Il periodo di recupero è completato e le piante hanno risposto in modo eccezionale. Hanno recuperato vigoria, prodotto nuovi getti forti e ora sono pronte per la fase di clonazione.
Alla fine del processo abbiamo raccolto più di 2.000 cloni da oltre 200 piante madri selezionate con cura. Ogni talea è stata messa in un propagatore e lasciata in un ambiente stabile e controllato per radicare nelle condizioni ideali.
Per un approfondimento sul nostro processo di clonazione, consulta la nostra guida dedicata dove spieghiamo ogni passaggio nel dettaglio.
Attesa della Radicazione dei Cloni
Dopo 7–10 giorni in un ambiente di propagazione attentamente controllato, tutti i cloni hanno sviluppato apparati radicali sani e sono pronti per essere trapiantati.
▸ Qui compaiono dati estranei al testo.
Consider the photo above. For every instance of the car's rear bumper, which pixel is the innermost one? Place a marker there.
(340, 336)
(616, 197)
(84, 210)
La radicazione uniforme e la crescita vigorosa confermano che le piante madri hanno prodotto talee forti e di alta qualità, fornendo un’ottima base per la prossima fase del programma di breeding.
Dopo solo pochi giorni nei propagatori, tutti i cloni hanno radicato correttamente e stanno già mostrando nuova crescita vigorosa. Questo conferma che le talee prese dalle nostre madri selezionate si sono ben insediate e siamo pronti per la fase successiva.
Ora che abbiamo copie di backup sane conservate in sicurezza, possiamo tornare con tranquillità alle piante madri originali e continuare il processo di breeding, sapendo che la loro genetica è stata mantenuta per le future selezioni e sviluppi.
Mentre eravamo concentrati sulla radicazione e il trapianto dei cloni, le piante madri originarie hanno continuato a crescere vigorose. Ora sono visibilmente più cespugliose, e necessitano di un nuovo ciclo di defogliazione e cimatura prima di passare allo stadio successivo.
Terminate le preparazioni, le piante sono pronte per la transizione alla fioritura. Defogliazione e cimatura hanno creato una chioma uniforme, mentre i rami bassi e i siti di fioritura poco produttivi sono stati rimossi. Questo migliora non solo la circolazione d’aria e la gestione dell’umidità, ma permette anche di dirottare l’energia verso le cime più forti, assicurando uno sviluppo più uniforme su tutta la chioma.